Peter Peter Pumpkin Eater's bright-orange abode, where he keeps his Marie Antoinette look-alike wife, is so light that one person easily rolled it into place on a recent workday at Clark's Elioak Farm in Ellicott City.
Even the Gingerbread House that Hansel and Gretel long ago discovered on a trek through the forest slid easily off a flatbed truck, with just a few pairs of hands and a two-by-four guiding it to its cozy resting spot amid the white pines.

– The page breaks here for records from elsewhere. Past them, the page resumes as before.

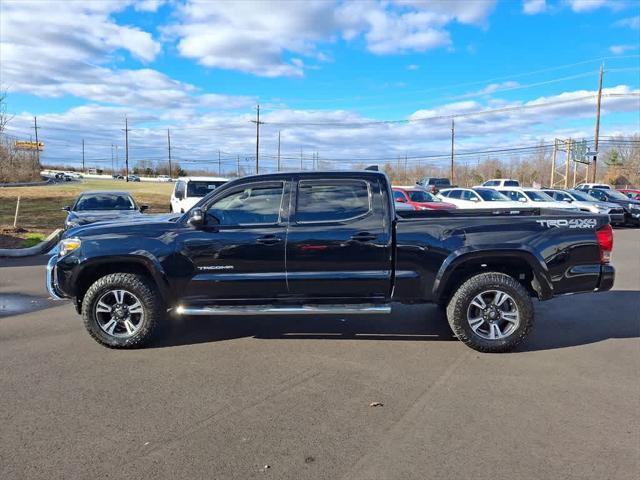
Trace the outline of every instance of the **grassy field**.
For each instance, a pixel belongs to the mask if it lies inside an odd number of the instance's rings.
[[[18,227],[51,232],[64,224],[62,207],[72,205],[80,192],[87,190],[123,190],[131,192],[139,205],[149,205],[149,213],[169,211],[173,183],[129,182],[87,179],[42,187],[0,188],[0,225],[13,225],[16,201],[20,196]]]

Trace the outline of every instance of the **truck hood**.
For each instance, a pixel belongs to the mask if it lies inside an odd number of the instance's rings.
[[[88,210],[86,212],[69,212],[65,223],[73,222],[78,225],[86,225],[107,220],[138,219],[146,216],[139,210]]]
[[[144,233],[145,230],[152,229],[157,231],[158,228],[166,227],[171,229],[175,227],[176,220],[179,219],[182,214],[177,213],[160,213],[160,214],[144,214],[135,217],[123,219],[119,217],[117,219],[107,219],[87,225],[80,225],[77,227],[69,228],[65,231],[61,237],[64,238],[82,238],[84,236],[101,235],[103,233]]]

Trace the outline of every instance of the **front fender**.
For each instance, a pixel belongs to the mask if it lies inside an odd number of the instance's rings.
[[[553,283],[547,264],[542,256],[527,245],[498,247],[465,246],[455,250],[442,263],[433,283],[433,298],[441,299],[447,291],[448,283],[454,272],[465,263],[484,259],[518,259],[523,260],[531,268],[537,283],[538,296],[549,299],[553,296]]]

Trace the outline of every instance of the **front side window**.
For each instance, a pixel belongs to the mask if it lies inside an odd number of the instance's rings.
[[[191,181],[187,184],[187,197],[206,197],[224,183],[221,181]]]
[[[398,190],[394,190],[393,191],[393,198],[394,200],[398,201],[398,200],[406,200],[404,193],[398,191]]]
[[[461,198],[462,197],[462,190],[449,190],[447,197],[449,198]]]
[[[439,199],[435,195],[432,195],[429,192],[425,192],[424,190],[410,190],[409,198],[411,198],[412,202],[417,202],[417,203],[439,201]]]
[[[490,188],[479,188],[476,192],[487,202],[504,202],[509,200],[500,192],[491,190]]]
[[[209,225],[278,223],[282,193],[281,182],[238,187],[209,206],[206,223]]]
[[[500,193],[506,195],[507,197],[509,197],[509,200],[513,200],[514,202],[519,202],[521,198],[524,198],[526,200],[523,194],[515,190],[507,190]]]
[[[337,222],[369,213],[369,184],[363,180],[310,180],[298,184],[297,222]]]

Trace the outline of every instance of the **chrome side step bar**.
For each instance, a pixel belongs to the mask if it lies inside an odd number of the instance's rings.
[[[389,314],[391,305],[247,305],[183,307],[175,309],[178,315],[351,315],[351,314]]]

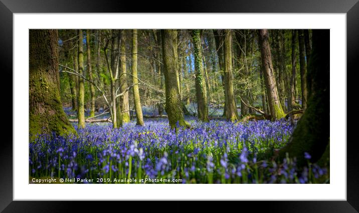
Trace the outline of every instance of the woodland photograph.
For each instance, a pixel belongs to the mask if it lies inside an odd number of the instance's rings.
[[[29,183],[330,183],[329,36],[29,29]]]

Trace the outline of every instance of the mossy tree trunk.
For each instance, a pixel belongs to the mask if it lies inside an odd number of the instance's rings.
[[[82,30],[77,30],[78,40],[77,42],[77,64],[78,64],[79,74],[84,74],[84,44]],[[82,78],[79,79],[79,98],[77,110],[77,118],[79,120],[79,129],[85,128],[85,82]]]
[[[160,47],[161,44],[161,31],[159,30],[156,30],[156,32],[153,33],[153,36],[155,38],[155,40],[156,42],[156,45],[158,47]],[[163,86],[164,84],[163,83],[164,81],[164,75],[163,75],[163,64],[161,63],[161,50],[158,48],[156,52],[156,59],[157,59],[157,62],[156,63],[156,67],[157,70],[157,73],[158,75],[158,85],[159,85],[159,89],[161,90],[162,90],[163,89]],[[159,93],[158,95],[161,95],[161,93]],[[161,101],[160,101],[160,102],[158,104],[158,115],[161,116],[163,114],[163,104],[161,102]]]
[[[226,118],[234,122],[238,120],[237,104],[233,91],[233,74],[232,67],[232,33],[230,30],[225,30],[224,39],[224,81],[225,90],[227,95]]]
[[[60,97],[57,30],[29,31],[29,133],[76,133]]]
[[[185,121],[182,101],[178,89],[177,76],[178,66],[173,49],[175,33],[173,30],[161,30],[162,51],[164,63],[163,72],[165,84],[166,105],[165,110],[168,117],[169,126],[177,129],[178,126],[189,127]]]
[[[86,30],[86,47],[87,51],[87,70],[89,73],[89,79],[93,82],[93,74],[92,73],[92,67],[91,65],[91,44],[90,41],[90,30]],[[90,92],[91,93],[91,106],[90,111],[90,117],[95,116],[95,86],[92,83],[90,84]]]
[[[118,109],[120,105],[119,104],[117,104],[117,98],[116,97],[116,80],[118,76],[119,69],[119,33],[117,30],[112,30],[111,32],[111,69],[110,70],[111,81],[110,83],[111,100],[112,102],[112,125],[114,128],[121,127],[122,124],[120,115],[117,115],[117,112],[121,112],[121,109]]]
[[[269,111],[273,120],[280,119],[284,118],[285,114],[282,108],[278,94],[267,30],[258,30],[258,43],[261,50],[262,64],[263,67],[264,81],[268,93]]]
[[[299,44],[299,64],[300,65],[300,85],[302,88],[302,108],[307,107],[306,64],[305,64],[305,47],[303,30],[298,30],[298,40]]]
[[[295,102],[296,98],[296,88],[297,87],[297,54],[296,54],[296,40],[297,40],[297,30],[292,30],[292,53],[291,53],[291,62],[292,62],[292,75],[290,79],[290,103],[289,104],[289,111],[292,111],[293,109],[296,109],[297,104]]]
[[[310,47],[310,43],[309,42],[309,30],[308,29],[304,29],[303,30],[304,34],[304,43],[305,44],[305,55],[307,57],[307,68],[309,64],[308,62],[310,59],[310,54],[311,53],[311,47]]]
[[[77,32],[75,31],[75,34],[77,35]],[[75,46],[77,45],[77,44],[75,43],[74,44],[74,46]],[[77,61],[77,48],[73,48],[72,59],[73,60],[74,69],[76,71],[76,72],[79,72],[79,64]],[[76,91],[76,111],[77,111],[79,109],[79,77],[74,75],[71,75],[74,76],[75,77],[74,79],[75,80],[75,86]]]
[[[223,87],[223,93],[225,97],[225,105],[223,110],[223,115],[222,117],[227,116],[227,91],[225,89],[225,80],[224,80],[224,57],[223,56],[223,35],[222,35],[222,30],[213,30],[213,34],[215,37],[215,41],[216,42],[216,49],[217,49],[217,55],[218,56],[218,63],[219,65],[219,71],[221,73],[221,79],[222,82],[222,87]]]
[[[268,109],[267,109],[267,103],[266,101],[266,88],[264,85],[264,79],[263,78],[263,67],[261,66],[261,69],[259,71],[259,78],[261,81],[261,88],[262,88],[262,105],[263,108],[263,112],[268,113]]]
[[[296,157],[298,166],[320,159],[329,141],[329,30],[313,30],[312,50],[307,79],[309,96],[305,113],[298,122],[289,143],[279,152],[281,160],[288,152]]]
[[[124,92],[123,95],[120,97],[119,104],[122,110],[122,123],[126,123],[130,122],[130,107],[128,101],[128,91],[126,91],[127,87],[127,67],[126,63],[126,34],[125,30],[123,30],[120,33],[120,59],[121,59],[121,72],[120,76],[120,91],[121,93]],[[118,125],[117,125],[118,126]]]
[[[245,43],[243,42],[243,40],[245,39],[242,38],[241,35],[243,34],[243,33],[245,33],[245,31],[242,32],[241,32],[241,31],[244,31],[244,30],[237,30],[235,33],[235,35],[236,35],[236,40],[237,41],[237,42],[235,42],[236,45],[235,45],[236,50],[235,52],[236,53],[235,55],[237,58],[237,60],[235,61],[237,61],[237,62],[235,64],[235,66],[239,70],[240,70],[241,68],[241,63],[240,62],[241,61],[242,56],[242,50],[241,49],[241,45],[242,45],[242,43]],[[243,46],[244,46],[244,45]],[[246,56],[245,55],[244,57],[245,57]],[[239,73],[240,77],[245,79],[247,75],[246,72],[246,70],[242,69],[242,71]],[[244,85],[243,85],[243,84],[240,84],[239,87],[240,91],[240,94],[241,95],[241,97],[242,98],[241,100],[241,117],[243,118],[249,113],[248,108],[246,106],[243,102],[245,101],[246,103],[249,103],[248,100],[247,95],[248,92],[246,88],[247,85],[245,84]]]
[[[136,112],[136,125],[143,126],[143,116],[141,108],[141,101],[139,98],[139,90],[138,88],[138,79],[137,78],[137,30],[132,30],[132,74],[133,82],[133,101],[134,102],[135,111]],[[173,48],[173,47],[172,47]]]
[[[202,46],[201,43],[200,30],[192,30],[191,35],[193,41],[195,56],[195,74],[196,93],[197,97],[198,119],[205,122],[208,119],[208,103],[206,81],[204,76],[202,61]]]

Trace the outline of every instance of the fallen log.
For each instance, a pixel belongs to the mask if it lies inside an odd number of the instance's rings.
[[[78,122],[78,119],[69,119],[69,121],[70,122]],[[85,120],[85,122],[86,123],[100,123],[100,122],[109,122],[112,123],[112,121],[110,119],[110,118],[103,119],[90,119]]]
[[[285,118],[286,119],[288,119],[289,118],[293,118],[294,119],[298,119],[299,118],[296,118],[294,116],[297,114],[302,114],[304,112],[304,110],[302,109],[300,110],[294,110],[287,113],[287,115],[285,115]]]
[[[248,114],[244,116],[239,120],[240,122],[245,122],[246,121],[252,120],[255,121],[272,119],[272,117],[269,115],[256,115],[256,114]]]

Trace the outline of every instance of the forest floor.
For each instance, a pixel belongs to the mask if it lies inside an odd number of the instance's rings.
[[[218,115],[223,112],[218,111]],[[215,120],[206,123],[192,117],[186,119],[191,128],[176,133],[166,119],[155,118],[145,119],[143,127],[135,126],[134,119],[120,129],[103,123],[87,123],[84,129],[78,130],[74,123],[77,136],[40,136],[29,145],[30,179],[75,178],[78,183],[133,183],[135,179],[146,183],[329,181],[328,168],[310,163],[308,155],[303,168],[297,168],[295,160],[288,157],[280,162],[261,157],[286,144],[295,126],[291,122]]]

But the Rock-A-Bye-Baby Tree - a 19-foot-high behemoth on whose bough the cradle will forever await its calamitous fate - is being repaired on location at the farm after being moved there in three sections in late 2007. Unlike its fiberglass or wood-frame counterparts, the weighty trunk is constructed of cement.
As the 22-acre farm prepares for its annual April 1 opening, the last of the beloved remnants of the Enchanted Forest storybook theme park are being readied and coaxed into place on the Clark property at the northwest corner of Centennial Lane and Route 108.
"It's just been the most incredible project," said Martha Clark, farm owner and daughter of the late James Clark, a longtime state senator who placed the 420-acre parcel in agricultural preservation in the 1980s. An additional 120 acres, also in preservation, is owned by her brother, Jamie Clark.
But there's a new twist to the evolving display of nostalgia at the Clark property, which opened its petting farm in 2002 and averages 80,000 visitors annually.
The recent additions are taking up residence in the new Enchanted Forest Farm Maze, a 14-station feature that Clark dreamed up when surveying what was to be a cut-your-own Christmas tree area.
Deer had nibbled some of the evergreen specimens to death, others had been nicked by mower blades and still others had grown too tall for holiday use, Clark said. As she walked through the pines one day, Clark realized there was a natural, serpentine path that could be followed through the 1 1/4 -acre plot with enough space to park some of the last amusement park pieces at its bends and turns.
"It just dawned on me that we could create this for visitors," Clark said. "There will be an activity booklet with questions you can only answer if you go through the maze."
When the petting farm opens Wednesday, there will be more than 30 figures and structures from the Enchanted Forest scattered across its fields.